Yunque couldn’t quite name what she felt in that moment.

She only knew that the candy in her mouth was sweet, yet somehow it tasted bitter to her. The people on the television were laughing and happy, but she couldn’t feel any of it.

She wanted desperately to cry — but everyone around her was smiling.

She sat there for a long time, unmoving.

Liang Tian’s messages arrived and told her everything.

But honestly, Yunque didn’t care about any of it.

In some ways, she had always had a certain emotional resilience — an ability to let things roll off. But for certain people, certain things, all it took was a single thought and the grief felt like it could bury her alive.

In the end, Yunque sent Liang Tian only one message in reply.

She wrote: 【Thank you, Tiantian.

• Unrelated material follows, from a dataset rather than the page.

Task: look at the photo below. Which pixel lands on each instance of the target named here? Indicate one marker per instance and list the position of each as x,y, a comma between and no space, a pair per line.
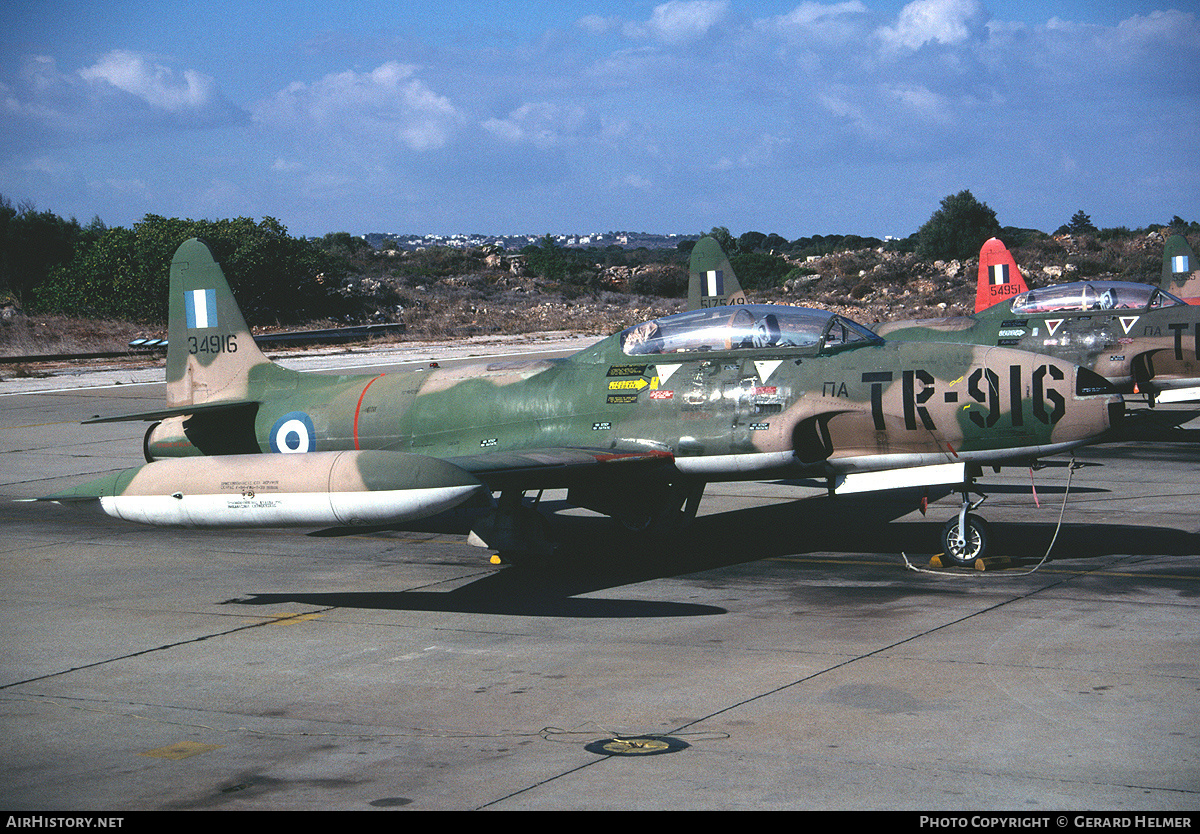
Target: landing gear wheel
964,553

I’m doing fine, really.】

After closing that chat window, she opened the one with Lu Rangchen.

It was full — packed — with messages from him.

She had never seen Lu Rangchen speak to her in a tone that approached anything like humility, and yet here he was, asking again and again — pleading with her to appear, to pick up the phone, to see him just once.

He was such an unyielding, indomitable person.

And yet he was willing to strip himself bare of every trace of pride for her.

But what could she do, Lu Rangchen.

It was already too late.

Tears came all at once — a sudden, unstoppable fall, drop by drop, hitting the screen and spreading, blurring the words beneath them.

Yunque’s fingertips went numb. She could barely breathe as she typed out one line.